Этим троим не довелось запустить двигатели своей огромной ракеты. Черт побери, она даже не была заправлена! Если бы она взорвалась после старта, они бы всё равно погибли, но эта трагедия, возможно, оказалась бы немного более переносимой. Гас, Эд, Роджер и все остальные решили стать астронавтами, чтобы использовать свой шанс полететь на Луну, а не умереть сидя на старте. Дайте мне ситуацию, на которую надо реагировать, принимать решение, правильное или нет, но дайте мне возможность побороться – и как раз такой возможности им не досталось. Мы всегда знали, что нам угрожает множество неизвестных проблем, но пожар на старте? Это напрасная потеря, и к такому мы не были готовы.

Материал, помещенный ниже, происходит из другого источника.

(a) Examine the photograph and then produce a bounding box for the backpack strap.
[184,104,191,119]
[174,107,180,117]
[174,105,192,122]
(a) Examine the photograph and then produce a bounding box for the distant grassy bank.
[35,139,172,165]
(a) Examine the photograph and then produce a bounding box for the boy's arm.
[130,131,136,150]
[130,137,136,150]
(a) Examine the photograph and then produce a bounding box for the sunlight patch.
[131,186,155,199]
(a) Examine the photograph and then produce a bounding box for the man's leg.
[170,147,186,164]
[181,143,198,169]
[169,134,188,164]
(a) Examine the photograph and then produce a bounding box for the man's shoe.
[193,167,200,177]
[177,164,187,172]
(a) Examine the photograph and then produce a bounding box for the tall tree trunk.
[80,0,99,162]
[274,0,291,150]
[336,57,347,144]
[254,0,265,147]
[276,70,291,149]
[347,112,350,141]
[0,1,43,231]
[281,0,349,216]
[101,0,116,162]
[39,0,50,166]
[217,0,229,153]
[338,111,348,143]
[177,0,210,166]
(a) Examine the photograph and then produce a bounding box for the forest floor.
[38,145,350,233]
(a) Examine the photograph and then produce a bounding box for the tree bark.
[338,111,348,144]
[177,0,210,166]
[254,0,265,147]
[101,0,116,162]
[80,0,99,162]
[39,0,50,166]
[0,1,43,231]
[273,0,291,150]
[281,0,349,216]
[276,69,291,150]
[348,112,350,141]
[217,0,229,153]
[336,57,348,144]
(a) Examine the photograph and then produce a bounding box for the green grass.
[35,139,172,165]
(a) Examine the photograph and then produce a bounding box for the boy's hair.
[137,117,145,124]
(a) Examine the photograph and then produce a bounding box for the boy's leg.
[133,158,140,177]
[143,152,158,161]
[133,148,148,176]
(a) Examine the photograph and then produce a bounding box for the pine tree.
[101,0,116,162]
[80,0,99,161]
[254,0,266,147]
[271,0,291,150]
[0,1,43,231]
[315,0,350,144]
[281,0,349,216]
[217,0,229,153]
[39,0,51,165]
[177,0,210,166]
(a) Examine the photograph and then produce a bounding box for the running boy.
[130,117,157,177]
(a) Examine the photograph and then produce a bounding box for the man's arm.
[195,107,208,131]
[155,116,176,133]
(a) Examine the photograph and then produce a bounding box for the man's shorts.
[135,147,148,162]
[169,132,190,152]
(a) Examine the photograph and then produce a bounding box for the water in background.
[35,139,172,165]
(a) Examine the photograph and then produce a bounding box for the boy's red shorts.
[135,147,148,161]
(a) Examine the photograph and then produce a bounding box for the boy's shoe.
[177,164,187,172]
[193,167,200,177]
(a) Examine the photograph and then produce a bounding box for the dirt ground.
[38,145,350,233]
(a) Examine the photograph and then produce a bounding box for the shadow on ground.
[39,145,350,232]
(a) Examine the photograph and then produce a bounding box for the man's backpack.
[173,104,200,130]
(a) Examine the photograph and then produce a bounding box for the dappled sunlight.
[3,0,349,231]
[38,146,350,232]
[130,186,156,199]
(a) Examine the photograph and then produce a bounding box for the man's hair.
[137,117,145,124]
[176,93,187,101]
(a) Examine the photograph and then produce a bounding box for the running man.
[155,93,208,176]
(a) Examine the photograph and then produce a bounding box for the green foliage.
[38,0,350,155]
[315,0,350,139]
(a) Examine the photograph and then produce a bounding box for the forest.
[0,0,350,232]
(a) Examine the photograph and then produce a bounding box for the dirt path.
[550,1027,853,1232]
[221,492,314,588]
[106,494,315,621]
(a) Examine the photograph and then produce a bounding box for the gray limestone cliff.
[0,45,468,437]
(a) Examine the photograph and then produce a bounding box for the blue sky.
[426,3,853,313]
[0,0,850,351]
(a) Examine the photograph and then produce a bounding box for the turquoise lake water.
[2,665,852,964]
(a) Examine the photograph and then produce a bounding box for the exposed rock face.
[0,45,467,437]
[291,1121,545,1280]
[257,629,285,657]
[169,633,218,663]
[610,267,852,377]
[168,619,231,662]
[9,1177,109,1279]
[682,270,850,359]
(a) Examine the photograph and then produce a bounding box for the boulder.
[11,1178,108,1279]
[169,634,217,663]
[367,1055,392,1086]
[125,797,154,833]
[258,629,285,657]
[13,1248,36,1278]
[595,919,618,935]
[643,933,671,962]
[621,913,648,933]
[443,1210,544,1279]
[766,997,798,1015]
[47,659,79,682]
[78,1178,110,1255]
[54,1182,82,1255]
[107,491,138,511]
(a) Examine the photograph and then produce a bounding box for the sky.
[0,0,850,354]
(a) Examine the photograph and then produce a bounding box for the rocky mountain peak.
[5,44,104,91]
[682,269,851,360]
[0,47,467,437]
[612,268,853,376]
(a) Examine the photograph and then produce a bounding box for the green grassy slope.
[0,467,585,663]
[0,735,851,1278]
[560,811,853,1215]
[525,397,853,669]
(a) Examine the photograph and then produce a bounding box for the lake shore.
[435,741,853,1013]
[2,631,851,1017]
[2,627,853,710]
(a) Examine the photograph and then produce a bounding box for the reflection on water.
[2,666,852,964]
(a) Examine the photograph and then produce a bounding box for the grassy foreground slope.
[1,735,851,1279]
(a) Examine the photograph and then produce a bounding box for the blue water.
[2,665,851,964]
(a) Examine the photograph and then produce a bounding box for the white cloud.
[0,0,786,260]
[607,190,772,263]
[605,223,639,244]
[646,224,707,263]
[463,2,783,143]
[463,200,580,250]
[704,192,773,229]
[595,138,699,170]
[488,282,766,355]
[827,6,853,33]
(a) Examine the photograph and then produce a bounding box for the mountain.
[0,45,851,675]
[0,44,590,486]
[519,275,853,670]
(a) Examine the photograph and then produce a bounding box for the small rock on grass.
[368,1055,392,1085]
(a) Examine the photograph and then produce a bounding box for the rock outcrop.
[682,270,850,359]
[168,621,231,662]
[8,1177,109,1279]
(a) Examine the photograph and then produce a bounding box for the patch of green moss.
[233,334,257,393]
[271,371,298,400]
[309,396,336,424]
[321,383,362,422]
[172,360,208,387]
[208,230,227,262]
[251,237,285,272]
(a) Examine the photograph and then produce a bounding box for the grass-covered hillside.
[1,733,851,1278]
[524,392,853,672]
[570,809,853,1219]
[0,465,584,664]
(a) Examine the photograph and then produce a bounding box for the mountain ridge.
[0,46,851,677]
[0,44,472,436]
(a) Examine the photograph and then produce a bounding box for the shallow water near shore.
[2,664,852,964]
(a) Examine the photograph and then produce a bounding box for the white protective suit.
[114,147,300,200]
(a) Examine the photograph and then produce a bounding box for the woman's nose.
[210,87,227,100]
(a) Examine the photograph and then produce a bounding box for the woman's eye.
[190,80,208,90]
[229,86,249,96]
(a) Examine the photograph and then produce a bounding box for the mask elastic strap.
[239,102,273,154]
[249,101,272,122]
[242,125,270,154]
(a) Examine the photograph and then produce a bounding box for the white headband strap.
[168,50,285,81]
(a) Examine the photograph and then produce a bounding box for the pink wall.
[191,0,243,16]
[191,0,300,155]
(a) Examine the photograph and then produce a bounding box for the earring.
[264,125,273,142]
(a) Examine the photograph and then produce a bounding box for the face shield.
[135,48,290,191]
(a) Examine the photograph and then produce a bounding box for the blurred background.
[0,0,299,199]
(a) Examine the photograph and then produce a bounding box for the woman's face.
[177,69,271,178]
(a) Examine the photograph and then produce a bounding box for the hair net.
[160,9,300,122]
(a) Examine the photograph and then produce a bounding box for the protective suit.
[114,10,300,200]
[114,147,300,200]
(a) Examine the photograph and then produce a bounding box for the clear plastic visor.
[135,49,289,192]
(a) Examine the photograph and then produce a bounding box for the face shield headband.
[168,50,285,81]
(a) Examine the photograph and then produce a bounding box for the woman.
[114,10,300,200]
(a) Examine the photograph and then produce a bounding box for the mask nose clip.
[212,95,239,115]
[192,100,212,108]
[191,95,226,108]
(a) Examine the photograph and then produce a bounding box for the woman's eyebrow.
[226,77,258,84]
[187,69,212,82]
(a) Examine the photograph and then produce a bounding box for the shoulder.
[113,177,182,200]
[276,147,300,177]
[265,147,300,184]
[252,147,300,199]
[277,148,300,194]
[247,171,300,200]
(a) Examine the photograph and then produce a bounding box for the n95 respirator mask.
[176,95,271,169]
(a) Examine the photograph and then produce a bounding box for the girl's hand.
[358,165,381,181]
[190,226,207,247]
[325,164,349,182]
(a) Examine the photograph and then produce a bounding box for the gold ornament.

Я искал, на что направить свой гнев. Я не мог никого обвинить, потому что не знал в точности, что произошло, да и толку в поиске виновного не было. Они мертвы.
Свечение Сан-Антонио сошло на нет у нас за спиной, яркие огни Хьюстона появились на ночном горизонте. Мы начали снижение.
Роджер Чаффи поступил на летную службу после обучения на стипендию ВМС в Университете Пёрдью на год позже меня, и в первое время мы почти не были знакомы. Но когда мы оба оказались среди 14 астронавтов, имена которых объявили в октябре 1963 г., наши жизни переплелись. Это отражалось хотя бы в списке наших имен, если нигде более: в порядке английского алфавита его фамилия Chaffee стояла сразу после моей Cernan. На официальном снимке нашего набора и во многих других случаях он всегда оказывался рядом со мной.
Мы прибыли в Хьюстон в январе 1964 г. Роджер и его жена Марта, красивая молодая женщина, которую избрали королевой бала в Пёрдью на первом курсе, сняли небольшой рыжеватый двухэтажный домик в Клиэр-Лейк, юго-восточном пригороде Хьюстона, где они поселились с двумя детьми, Шерил и Стивом. Мы с женой Барбарой и девятимесячной дочерью Трейси въехали в съемный дом на соседней Хантресс-Лейн. Будучи молодыми лейтенантами флота, мы едва зарабатывали по 10 000 долларов в год, но вскоре на нас пролился дождь гонораров по договору с журналом Life, и мы смогли купить несколько участков в новом районе и построили там дома бок о бок, так что лишь тонкая деревянная изгородь разделяла наши дворы на Барбуда-Лейн. Мы вселились туда с промежутком менее чем в десять дней. У Роджера был первый в квартале плавательный бассейн, а я поставил в гостиной барную стойку, так что наши дома стали местом многочисленных вечеринок. Почти все соседи были участниками космической программы, и дома еще нескольких астронавтов стояли совсем рядом. Майк Коллинз, Джим МакДивитт и Дик Гордон жили чуть дальше по улице, а Алан Бин, Базз Олдрин и Дейв Скотт – за углом.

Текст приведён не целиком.